Why is Distributed Tracing Broken?

What does it take to introduce distributed tracing into your system?

  • Sort out what distributing tracing is.
  • Sort out what you can trace end-to-end. There are always some legacy blackholes that will drop your traces. If it is in your critical path, you need ways to go around hole.
  • Sort out where to begin. Most users assume you start with instrumenting your code. You should ideally start with HTTP or RPC traces and only touch an instrumentation library if you need custom spans and annotations.
  • Sort out which propagation format you can use.
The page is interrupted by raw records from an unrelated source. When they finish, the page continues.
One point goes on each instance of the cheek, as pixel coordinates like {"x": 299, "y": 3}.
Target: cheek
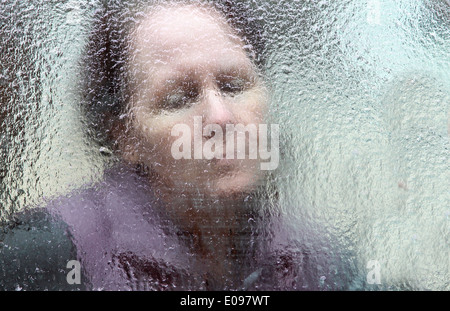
{"x": 154, "y": 134}
{"x": 251, "y": 107}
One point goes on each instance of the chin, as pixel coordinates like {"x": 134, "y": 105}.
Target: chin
{"x": 233, "y": 186}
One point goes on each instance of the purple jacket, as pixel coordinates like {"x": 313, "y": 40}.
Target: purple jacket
{"x": 124, "y": 241}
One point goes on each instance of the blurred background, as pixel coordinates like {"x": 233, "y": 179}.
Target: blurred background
{"x": 360, "y": 88}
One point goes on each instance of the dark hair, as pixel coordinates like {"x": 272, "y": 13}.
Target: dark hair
{"x": 105, "y": 85}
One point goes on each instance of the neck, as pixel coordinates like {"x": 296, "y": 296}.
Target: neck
{"x": 218, "y": 229}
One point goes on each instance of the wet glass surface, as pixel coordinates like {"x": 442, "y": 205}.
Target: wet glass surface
{"x": 359, "y": 200}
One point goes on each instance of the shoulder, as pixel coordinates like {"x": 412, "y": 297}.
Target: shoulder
{"x": 35, "y": 248}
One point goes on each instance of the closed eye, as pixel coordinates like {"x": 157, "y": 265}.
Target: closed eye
{"x": 232, "y": 85}
{"x": 181, "y": 97}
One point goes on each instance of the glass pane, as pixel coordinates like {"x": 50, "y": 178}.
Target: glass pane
{"x": 222, "y": 145}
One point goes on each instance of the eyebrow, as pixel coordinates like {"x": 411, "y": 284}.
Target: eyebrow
{"x": 186, "y": 73}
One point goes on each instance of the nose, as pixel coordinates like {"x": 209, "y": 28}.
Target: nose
{"x": 217, "y": 110}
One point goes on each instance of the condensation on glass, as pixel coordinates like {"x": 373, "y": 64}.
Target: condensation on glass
{"x": 360, "y": 90}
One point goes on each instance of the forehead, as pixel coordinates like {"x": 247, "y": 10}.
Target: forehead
{"x": 184, "y": 36}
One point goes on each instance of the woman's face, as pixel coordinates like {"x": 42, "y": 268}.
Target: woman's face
{"x": 188, "y": 65}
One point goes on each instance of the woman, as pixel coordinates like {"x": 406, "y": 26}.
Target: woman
{"x": 160, "y": 223}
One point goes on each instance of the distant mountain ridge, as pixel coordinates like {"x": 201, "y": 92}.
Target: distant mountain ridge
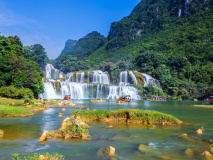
{"x": 69, "y": 45}
{"x": 85, "y": 46}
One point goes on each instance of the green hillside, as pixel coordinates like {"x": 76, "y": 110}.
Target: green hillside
{"x": 171, "y": 40}
{"x": 69, "y": 46}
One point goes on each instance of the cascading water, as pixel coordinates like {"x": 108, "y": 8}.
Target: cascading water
{"x": 52, "y": 73}
{"x": 132, "y": 75}
{"x": 123, "y": 89}
{"x": 100, "y": 77}
{"x": 97, "y": 86}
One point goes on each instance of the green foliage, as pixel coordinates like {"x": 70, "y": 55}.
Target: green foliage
{"x": 36, "y": 53}
{"x": 69, "y": 61}
{"x": 73, "y": 129}
{"x": 87, "y": 45}
{"x": 48, "y": 156}
{"x": 16, "y": 70}
{"x": 154, "y": 39}
{"x": 13, "y": 92}
{"x": 211, "y": 148}
{"x": 132, "y": 114}
{"x": 13, "y": 111}
{"x": 69, "y": 46}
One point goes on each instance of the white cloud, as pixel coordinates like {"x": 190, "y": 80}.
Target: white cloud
{"x": 29, "y": 30}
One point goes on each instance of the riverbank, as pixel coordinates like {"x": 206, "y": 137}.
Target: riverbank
{"x": 204, "y": 106}
{"x": 19, "y": 111}
{"x": 127, "y": 116}
{"x": 17, "y": 107}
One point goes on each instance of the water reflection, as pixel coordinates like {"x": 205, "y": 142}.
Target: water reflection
{"x": 22, "y": 134}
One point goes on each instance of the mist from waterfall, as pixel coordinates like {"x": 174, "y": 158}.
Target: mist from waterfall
{"x": 90, "y": 84}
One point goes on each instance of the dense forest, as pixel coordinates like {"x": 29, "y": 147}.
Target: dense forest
{"x": 171, "y": 40}
{"x": 167, "y": 39}
{"x": 21, "y": 68}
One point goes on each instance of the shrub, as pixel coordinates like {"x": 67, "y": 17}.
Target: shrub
{"x": 13, "y": 92}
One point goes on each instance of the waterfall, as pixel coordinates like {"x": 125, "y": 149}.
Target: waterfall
{"x": 123, "y": 78}
{"x": 50, "y": 92}
{"x": 97, "y": 95}
{"x": 132, "y": 75}
{"x": 52, "y": 73}
{"x": 88, "y": 77}
{"x": 98, "y": 87}
{"x": 100, "y": 77}
{"x": 80, "y": 77}
{"x": 118, "y": 91}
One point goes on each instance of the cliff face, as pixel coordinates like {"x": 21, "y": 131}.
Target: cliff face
{"x": 69, "y": 45}
{"x": 87, "y": 45}
{"x": 151, "y": 16}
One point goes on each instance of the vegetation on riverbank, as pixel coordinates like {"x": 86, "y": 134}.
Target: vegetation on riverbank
{"x": 36, "y": 156}
{"x": 20, "y": 107}
{"x": 21, "y": 68}
{"x": 68, "y": 130}
{"x": 14, "y": 111}
{"x": 127, "y": 115}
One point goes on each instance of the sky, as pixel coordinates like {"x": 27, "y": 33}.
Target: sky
{"x": 52, "y": 22}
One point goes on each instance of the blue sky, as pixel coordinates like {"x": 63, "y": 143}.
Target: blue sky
{"x": 52, "y": 22}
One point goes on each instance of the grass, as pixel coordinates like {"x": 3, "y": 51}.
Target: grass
{"x": 7, "y": 110}
{"x": 74, "y": 129}
{"x": 10, "y": 101}
{"x": 46, "y": 156}
{"x": 131, "y": 114}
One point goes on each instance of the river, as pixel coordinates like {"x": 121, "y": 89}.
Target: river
{"x": 22, "y": 134}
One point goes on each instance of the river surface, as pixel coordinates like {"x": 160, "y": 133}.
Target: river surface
{"x": 22, "y": 134}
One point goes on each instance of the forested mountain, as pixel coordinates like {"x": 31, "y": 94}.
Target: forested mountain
{"x": 172, "y": 40}
{"x": 84, "y": 47}
{"x": 162, "y": 26}
{"x": 87, "y": 45}
{"x": 69, "y": 45}
{"x": 20, "y": 73}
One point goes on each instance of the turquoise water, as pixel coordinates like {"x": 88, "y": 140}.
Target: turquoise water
{"x": 22, "y": 134}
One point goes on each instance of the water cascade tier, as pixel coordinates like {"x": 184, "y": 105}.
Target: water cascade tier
{"x": 89, "y": 85}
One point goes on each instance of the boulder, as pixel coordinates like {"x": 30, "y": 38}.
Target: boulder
{"x": 1, "y": 133}
{"x": 143, "y": 148}
{"x": 199, "y": 131}
{"x": 207, "y": 155}
{"x": 60, "y": 104}
{"x": 106, "y": 153}
{"x": 183, "y": 135}
{"x": 43, "y": 136}
{"x": 109, "y": 127}
{"x": 71, "y": 104}
{"x": 60, "y": 115}
{"x": 41, "y": 157}
{"x": 189, "y": 152}
{"x": 164, "y": 158}
{"x": 111, "y": 150}
{"x": 64, "y": 123}
{"x": 84, "y": 136}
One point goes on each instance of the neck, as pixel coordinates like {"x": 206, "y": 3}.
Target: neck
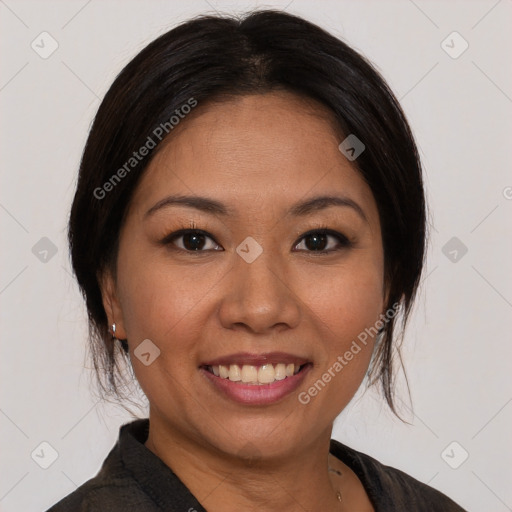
{"x": 252, "y": 481}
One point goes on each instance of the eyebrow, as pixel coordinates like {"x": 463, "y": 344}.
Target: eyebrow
{"x": 214, "y": 207}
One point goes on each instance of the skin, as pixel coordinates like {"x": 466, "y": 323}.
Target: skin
{"x": 259, "y": 155}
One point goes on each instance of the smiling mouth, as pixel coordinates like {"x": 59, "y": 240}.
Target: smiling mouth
{"x": 256, "y": 375}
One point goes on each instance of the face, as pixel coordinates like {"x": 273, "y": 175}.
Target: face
{"x": 252, "y": 281}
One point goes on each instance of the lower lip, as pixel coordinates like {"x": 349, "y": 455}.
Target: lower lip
{"x": 255, "y": 394}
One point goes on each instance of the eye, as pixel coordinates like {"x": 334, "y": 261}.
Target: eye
{"x": 318, "y": 241}
{"x": 191, "y": 240}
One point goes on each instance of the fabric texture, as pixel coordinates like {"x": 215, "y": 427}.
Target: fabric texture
{"x": 132, "y": 478}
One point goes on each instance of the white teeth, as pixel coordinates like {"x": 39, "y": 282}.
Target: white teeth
{"x": 280, "y": 371}
{"x": 250, "y": 374}
{"x": 234, "y": 373}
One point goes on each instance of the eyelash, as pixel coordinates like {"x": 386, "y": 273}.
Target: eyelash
{"x": 344, "y": 242}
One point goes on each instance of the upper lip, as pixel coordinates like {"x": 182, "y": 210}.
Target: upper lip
{"x": 248, "y": 358}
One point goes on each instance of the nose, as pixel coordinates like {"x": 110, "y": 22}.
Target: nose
{"x": 257, "y": 297}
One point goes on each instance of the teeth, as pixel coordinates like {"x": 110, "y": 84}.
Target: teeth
{"x": 250, "y": 374}
{"x": 234, "y": 373}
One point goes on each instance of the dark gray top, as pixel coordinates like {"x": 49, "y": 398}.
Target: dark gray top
{"x": 133, "y": 478}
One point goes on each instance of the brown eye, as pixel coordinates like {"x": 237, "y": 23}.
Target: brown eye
{"x": 191, "y": 240}
{"x": 321, "y": 241}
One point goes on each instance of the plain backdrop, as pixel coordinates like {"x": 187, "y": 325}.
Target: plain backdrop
{"x": 457, "y": 350}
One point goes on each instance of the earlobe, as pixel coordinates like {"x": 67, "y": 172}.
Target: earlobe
{"x": 111, "y": 303}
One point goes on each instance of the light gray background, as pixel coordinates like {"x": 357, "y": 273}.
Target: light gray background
{"x": 458, "y": 348}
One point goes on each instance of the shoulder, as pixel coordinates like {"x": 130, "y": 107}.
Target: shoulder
{"x": 390, "y": 488}
{"x": 113, "y": 489}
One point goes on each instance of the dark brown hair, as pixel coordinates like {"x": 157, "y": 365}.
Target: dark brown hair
{"x": 212, "y": 57}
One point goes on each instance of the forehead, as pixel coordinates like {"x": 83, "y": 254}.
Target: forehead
{"x": 256, "y": 150}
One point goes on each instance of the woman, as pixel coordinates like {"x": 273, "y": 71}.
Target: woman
{"x": 249, "y": 221}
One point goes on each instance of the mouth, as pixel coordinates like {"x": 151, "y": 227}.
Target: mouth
{"x": 256, "y": 379}
{"x": 255, "y": 375}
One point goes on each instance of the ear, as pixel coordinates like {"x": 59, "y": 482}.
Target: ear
{"x": 111, "y": 303}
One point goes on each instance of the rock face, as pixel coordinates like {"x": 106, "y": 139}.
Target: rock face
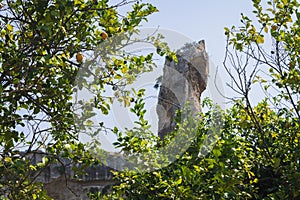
{"x": 182, "y": 82}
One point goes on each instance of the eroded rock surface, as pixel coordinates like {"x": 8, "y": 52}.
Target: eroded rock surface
{"x": 182, "y": 82}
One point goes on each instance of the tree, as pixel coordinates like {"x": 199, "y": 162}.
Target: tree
{"x": 43, "y": 45}
{"x": 257, "y": 152}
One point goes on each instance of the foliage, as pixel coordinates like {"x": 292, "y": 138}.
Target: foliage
{"x": 257, "y": 152}
{"x": 42, "y": 44}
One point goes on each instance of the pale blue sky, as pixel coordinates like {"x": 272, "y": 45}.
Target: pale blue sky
{"x": 199, "y": 19}
{"x": 193, "y": 19}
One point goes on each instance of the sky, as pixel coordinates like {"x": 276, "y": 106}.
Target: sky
{"x": 199, "y": 19}
{"x": 180, "y": 22}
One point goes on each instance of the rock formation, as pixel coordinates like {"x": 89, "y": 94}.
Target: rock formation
{"x": 182, "y": 82}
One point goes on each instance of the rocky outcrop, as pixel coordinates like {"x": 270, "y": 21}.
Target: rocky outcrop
{"x": 182, "y": 82}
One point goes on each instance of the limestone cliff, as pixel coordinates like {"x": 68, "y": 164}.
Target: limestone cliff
{"x": 182, "y": 82}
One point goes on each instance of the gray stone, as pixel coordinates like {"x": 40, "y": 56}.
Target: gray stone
{"x": 182, "y": 82}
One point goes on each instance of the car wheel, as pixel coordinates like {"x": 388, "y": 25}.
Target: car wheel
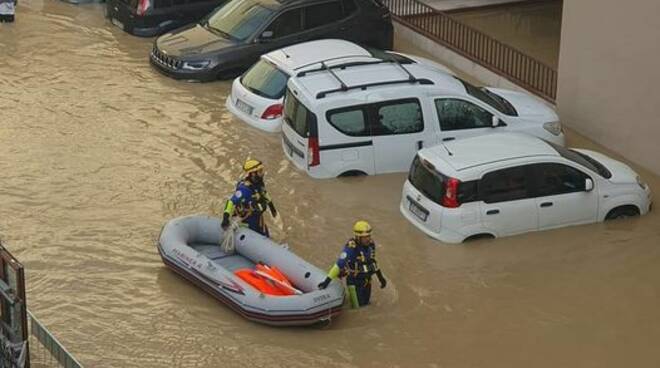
{"x": 622, "y": 212}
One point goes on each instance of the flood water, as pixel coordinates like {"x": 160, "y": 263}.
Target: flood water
{"x": 533, "y": 27}
{"x": 98, "y": 151}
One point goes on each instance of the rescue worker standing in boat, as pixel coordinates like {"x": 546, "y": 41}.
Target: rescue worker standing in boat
{"x": 358, "y": 263}
{"x": 250, "y": 200}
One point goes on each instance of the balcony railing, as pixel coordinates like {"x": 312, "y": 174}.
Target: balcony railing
{"x": 475, "y": 45}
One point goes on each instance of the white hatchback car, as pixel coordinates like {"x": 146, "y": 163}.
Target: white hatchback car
{"x": 505, "y": 184}
{"x": 256, "y": 96}
{"x": 372, "y": 119}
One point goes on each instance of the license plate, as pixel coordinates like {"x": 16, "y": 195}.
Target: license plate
{"x": 118, "y": 23}
{"x": 418, "y": 211}
{"x": 244, "y": 107}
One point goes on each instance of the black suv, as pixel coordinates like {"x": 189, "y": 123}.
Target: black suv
{"x": 232, "y": 38}
{"x": 148, "y": 18}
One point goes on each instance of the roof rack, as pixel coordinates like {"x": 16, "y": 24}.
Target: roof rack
{"x": 344, "y": 87}
{"x": 340, "y": 66}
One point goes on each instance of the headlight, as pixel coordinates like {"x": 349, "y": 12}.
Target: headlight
{"x": 195, "y": 65}
{"x": 553, "y": 127}
{"x": 641, "y": 183}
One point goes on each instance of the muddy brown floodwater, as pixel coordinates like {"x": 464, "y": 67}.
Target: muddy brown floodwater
{"x": 98, "y": 151}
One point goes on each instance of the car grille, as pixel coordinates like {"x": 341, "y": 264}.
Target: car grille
{"x": 165, "y": 60}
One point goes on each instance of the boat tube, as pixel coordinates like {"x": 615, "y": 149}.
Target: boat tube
{"x": 259, "y": 279}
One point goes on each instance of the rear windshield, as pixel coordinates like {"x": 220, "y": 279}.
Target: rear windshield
{"x": 296, "y": 114}
{"x": 265, "y": 80}
{"x": 428, "y": 181}
{"x": 239, "y": 19}
{"x": 583, "y": 160}
{"x": 490, "y": 98}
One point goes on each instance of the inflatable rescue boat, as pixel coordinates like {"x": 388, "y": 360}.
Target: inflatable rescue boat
{"x": 252, "y": 274}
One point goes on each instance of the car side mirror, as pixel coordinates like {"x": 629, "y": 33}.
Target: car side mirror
{"x": 266, "y": 36}
{"x": 588, "y": 185}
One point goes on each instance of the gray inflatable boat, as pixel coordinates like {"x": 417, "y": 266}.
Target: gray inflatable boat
{"x": 190, "y": 246}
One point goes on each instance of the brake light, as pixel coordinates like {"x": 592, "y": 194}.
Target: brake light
{"x": 143, "y": 6}
{"x": 313, "y": 153}
{"x": 273, "y": 112}
{"x": 450, "y": 198}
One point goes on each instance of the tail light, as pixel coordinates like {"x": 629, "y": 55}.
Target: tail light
{"x": 313, "y": 153}
{"x": 143, "y": 6}
{"x": 273, "y": 112}
{"x": 450, "y": 199}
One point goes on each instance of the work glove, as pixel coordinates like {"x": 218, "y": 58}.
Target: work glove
{"x": 325, "y": 283}
{"x": 381, "y": 279}
{"x": 225, "y": 221}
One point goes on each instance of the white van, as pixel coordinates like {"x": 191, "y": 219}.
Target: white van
{"x": 506, "y": 184}
{"x": 256, "y": 96}
{"x": 372, "y": 119}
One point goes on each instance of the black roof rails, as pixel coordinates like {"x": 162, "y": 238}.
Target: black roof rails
{"x": 364, "y": 86}
{"x": 340, "y": 66}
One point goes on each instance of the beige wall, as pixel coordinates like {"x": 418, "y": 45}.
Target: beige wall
{"x": 609, "y": 75}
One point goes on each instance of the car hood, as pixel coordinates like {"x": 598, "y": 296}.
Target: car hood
{"x": 192, "y": 40}
{"x": 621, "y": 173}
{"x": 526, "y": 105}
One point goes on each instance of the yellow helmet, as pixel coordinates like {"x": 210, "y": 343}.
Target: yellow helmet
{"x": 252, "y": 165}
{"x": 361, "y": 228}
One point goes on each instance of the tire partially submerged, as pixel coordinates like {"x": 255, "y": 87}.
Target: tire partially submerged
{"x": 190, "y": 246}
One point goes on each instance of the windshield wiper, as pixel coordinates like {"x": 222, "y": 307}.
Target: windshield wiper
{"x": 215, "y": 30}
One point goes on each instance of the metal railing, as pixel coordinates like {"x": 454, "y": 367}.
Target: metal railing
{"x": 494, "y": 55}
{"x": 54, "y": 350}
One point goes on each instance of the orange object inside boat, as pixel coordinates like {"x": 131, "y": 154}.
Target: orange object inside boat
{"x": 275, "y": 283}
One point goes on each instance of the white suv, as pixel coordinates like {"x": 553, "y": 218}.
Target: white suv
{"x": 505, "y": 184}
{"x": 256, "y": 96}
{"x": 370, "y": 119}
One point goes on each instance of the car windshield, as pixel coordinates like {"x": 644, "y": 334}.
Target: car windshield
{"x": 489, "y": 98}
{"x": 239, "y": 19}
{"x": 427, "y": 180}
{"x": 265, "y": 80}
{"x": 583, "y": 160}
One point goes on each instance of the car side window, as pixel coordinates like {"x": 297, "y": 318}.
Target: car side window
{"x": 505, "y": 185}
{"x": 456, "y": 114}
{"x": 322, "y": 14}
{"x": 350, "y": 121}
{"x": 349, "y": 7}
{"x": 286, "y": 23}
{"x": 399, "y": 117}
{"x": 553, "y": 179}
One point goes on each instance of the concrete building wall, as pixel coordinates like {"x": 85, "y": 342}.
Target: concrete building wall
{"x": 609, "y": 75}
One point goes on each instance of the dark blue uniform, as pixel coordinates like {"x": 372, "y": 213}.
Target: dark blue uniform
{"x": 358, "y": 264}
{"x": 249, "y": 202}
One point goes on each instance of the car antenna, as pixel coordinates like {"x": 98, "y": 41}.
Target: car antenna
{"x": 343, "y": 85}
{"x": 448, "y": 151}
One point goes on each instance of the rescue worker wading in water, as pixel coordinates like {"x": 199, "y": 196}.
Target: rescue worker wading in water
{"x": 358, "y": 263}
{"x": 250, "y": 200}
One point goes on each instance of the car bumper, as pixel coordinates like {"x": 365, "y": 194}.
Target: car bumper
{"x": 270, "y": 126}
{"x": 445, "y": 236}
{"x": 206, "y": 75}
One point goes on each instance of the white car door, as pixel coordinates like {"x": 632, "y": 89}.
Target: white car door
{"x": 508, "y": 206}
{"x": 399, "y": 131}
{"x": 562, "y": 197}
{"x": 461, "y": 118}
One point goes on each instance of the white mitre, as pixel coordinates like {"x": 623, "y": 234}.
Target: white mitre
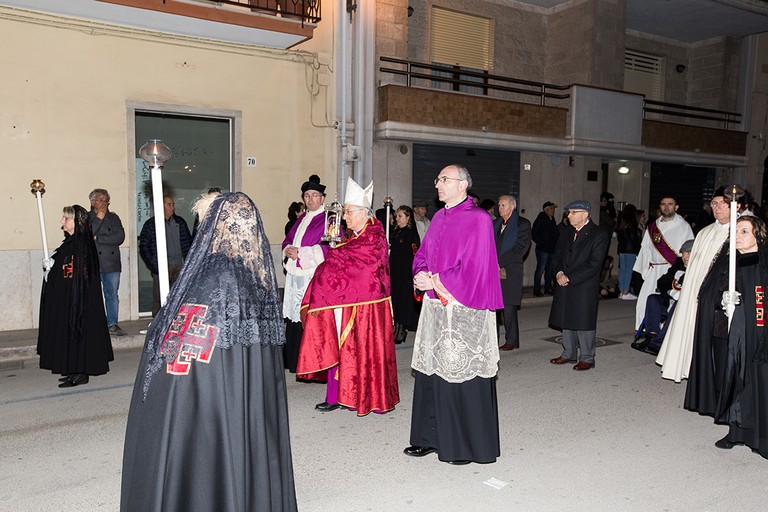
{"x": 358, "y": 196}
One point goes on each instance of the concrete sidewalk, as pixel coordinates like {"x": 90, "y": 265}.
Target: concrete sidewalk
{"x": 22, "y": 344}
{"x": 614, "y": 438}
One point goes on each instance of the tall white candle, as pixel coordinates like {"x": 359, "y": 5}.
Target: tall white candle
{"x": 162, "y": 250}
{"x": 732, "y": 253}
{"x": 42, "y": 223}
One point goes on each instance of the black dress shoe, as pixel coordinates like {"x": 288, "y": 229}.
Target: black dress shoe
{"x": 419, "y": 451}
{"x": 326, "y": 407}
{"x": 74, "y": 380}
{"x": 724, "y": 444}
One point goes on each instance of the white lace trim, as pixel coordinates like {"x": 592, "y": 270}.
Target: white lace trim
{"x": 455, "y": 342}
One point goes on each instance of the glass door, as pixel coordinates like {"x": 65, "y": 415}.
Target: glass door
{"x": 201, "y": 158}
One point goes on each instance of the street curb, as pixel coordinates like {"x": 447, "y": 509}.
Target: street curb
{"x": 30, "y": 351}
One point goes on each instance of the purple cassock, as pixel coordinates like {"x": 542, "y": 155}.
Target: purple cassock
{"x": 459, "y": 246}
{"x": 312, "y": 235}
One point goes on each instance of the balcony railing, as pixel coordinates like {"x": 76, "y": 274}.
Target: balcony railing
{"x": 462, "y": 79}
{"x": 305, "y": 10}
{"x": 683, "y": 111}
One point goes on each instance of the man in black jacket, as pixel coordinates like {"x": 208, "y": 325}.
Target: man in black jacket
{"x": 178, "y": 241}
{"x": 512, "y": 234}
{"x": 577, "y": 263}
{"x": 545, "y": 236}
{"x": 108, "y": 234}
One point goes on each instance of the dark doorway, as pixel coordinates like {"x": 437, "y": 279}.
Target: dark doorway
{"x": 690, "y": 186}
{"x": 494, "y": 172}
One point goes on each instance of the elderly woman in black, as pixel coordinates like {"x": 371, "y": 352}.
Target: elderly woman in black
{"x": 73, "y": 339}
{"x": 404, "y": 240}
{"x": 743, "y": 396}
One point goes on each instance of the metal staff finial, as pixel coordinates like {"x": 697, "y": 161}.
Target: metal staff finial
{"x": 38, "y": 189}
{"x": 37, "y": 186}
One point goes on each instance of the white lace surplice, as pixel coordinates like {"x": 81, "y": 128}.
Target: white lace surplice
{"x": 455, "y": 342}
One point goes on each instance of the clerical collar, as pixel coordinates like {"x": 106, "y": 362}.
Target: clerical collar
{"x": 582, "y": 227}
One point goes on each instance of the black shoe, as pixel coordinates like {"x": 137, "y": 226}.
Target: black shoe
{"x": 326, "y": 407}
{"x": 724, "y": 444}
{"x": 74, "y": 380}
{"x": 419, "y": 451}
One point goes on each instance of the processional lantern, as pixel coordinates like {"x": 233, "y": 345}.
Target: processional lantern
{"x": 333, "y": 213}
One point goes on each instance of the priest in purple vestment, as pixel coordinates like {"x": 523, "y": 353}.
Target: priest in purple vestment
{"x": 456, "y": 353}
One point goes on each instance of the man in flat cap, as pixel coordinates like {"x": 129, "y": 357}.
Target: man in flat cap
{"x": 577, "y": 263}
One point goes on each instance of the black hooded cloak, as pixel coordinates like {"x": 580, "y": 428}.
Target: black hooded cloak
{"x": 208, "y": 423}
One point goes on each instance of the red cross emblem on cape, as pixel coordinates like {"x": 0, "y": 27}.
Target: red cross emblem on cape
{"x": 68, "y": 268}
{"x": 660, "y": 243}
{"x": 188, "y": 339}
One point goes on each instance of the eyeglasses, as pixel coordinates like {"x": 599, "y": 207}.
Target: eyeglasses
{"x": 444, "y": 179}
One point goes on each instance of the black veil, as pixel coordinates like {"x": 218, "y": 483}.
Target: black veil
{"x": 229, "y": 272}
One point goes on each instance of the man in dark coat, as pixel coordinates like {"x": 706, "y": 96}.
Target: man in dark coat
{"x": 178, "y": 241}
{"x": 544, "y": 234}
{"x": 577, "y": 263}
{"x": 512, "y": 234}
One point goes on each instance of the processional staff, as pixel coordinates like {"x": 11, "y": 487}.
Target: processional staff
{"x": 156, "y": 153}
{"x": 388, "y": 208}
{"x": 734, "y": 192}
{"x": 38, "y": 189}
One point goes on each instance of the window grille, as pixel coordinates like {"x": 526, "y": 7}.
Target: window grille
{"x": 643, "y": 74}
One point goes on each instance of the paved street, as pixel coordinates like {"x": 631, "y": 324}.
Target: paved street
{"x": 613, "y": 438}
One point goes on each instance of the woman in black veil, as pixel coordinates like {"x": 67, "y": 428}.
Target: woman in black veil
{"x": 208, "y": 423}
{"x": 73, "y": 339}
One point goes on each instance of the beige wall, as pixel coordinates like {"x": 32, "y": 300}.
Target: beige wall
{"x": 64, "y": 103}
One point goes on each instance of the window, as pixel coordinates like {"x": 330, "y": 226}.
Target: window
{"x": 464, "y": 42}
{"x": 643, "y": 75}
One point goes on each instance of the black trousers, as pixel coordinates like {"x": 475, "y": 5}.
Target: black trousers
{"x": 511, "y": 327}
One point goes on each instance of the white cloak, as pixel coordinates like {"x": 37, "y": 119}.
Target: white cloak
{"x": 677, "y": 350}
{"x": 651, "y": 264}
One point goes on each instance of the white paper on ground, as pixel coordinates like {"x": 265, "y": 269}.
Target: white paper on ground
{"x": 495, "y": 483}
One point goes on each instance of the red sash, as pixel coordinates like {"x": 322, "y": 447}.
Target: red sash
{"x": 660, "y": 243}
Sort out which components of your system can understand that format.

What might the ideal distributed tracing world be?

  • There is a common propagation format and everyone understands each other’s traces. This eliminates the necessity of all systems need to be linked with the same vendor-specific libraries to be compatible.
  • There is a common exposition format. Either I export directly to backends or store myself. I can consume the data myself or preprocess. Once there is a common exposition format, there will be more tools that can utilize the tracing data other than the fully featured tracing backends.
  • Users get traces automatically from HTTP clients/frameworks, RPC frameworks. Users don’t have to instrument anything unless they specifically need fine-grained spans or annotations.
  • No instrumentation library lock-in. We encourage an ecosystem with various instrumentation libraries that can generate traces in the common exposition format.

I’d prefer stop adding complexity and more incompatible solutions to the mix. We need a data format and a defacto way to identify traces, then a defacto way to propagate them on wire and in-process.

Distributed tracing cannot be mainstream if we fail to achieve a basic level of compatibility with each other.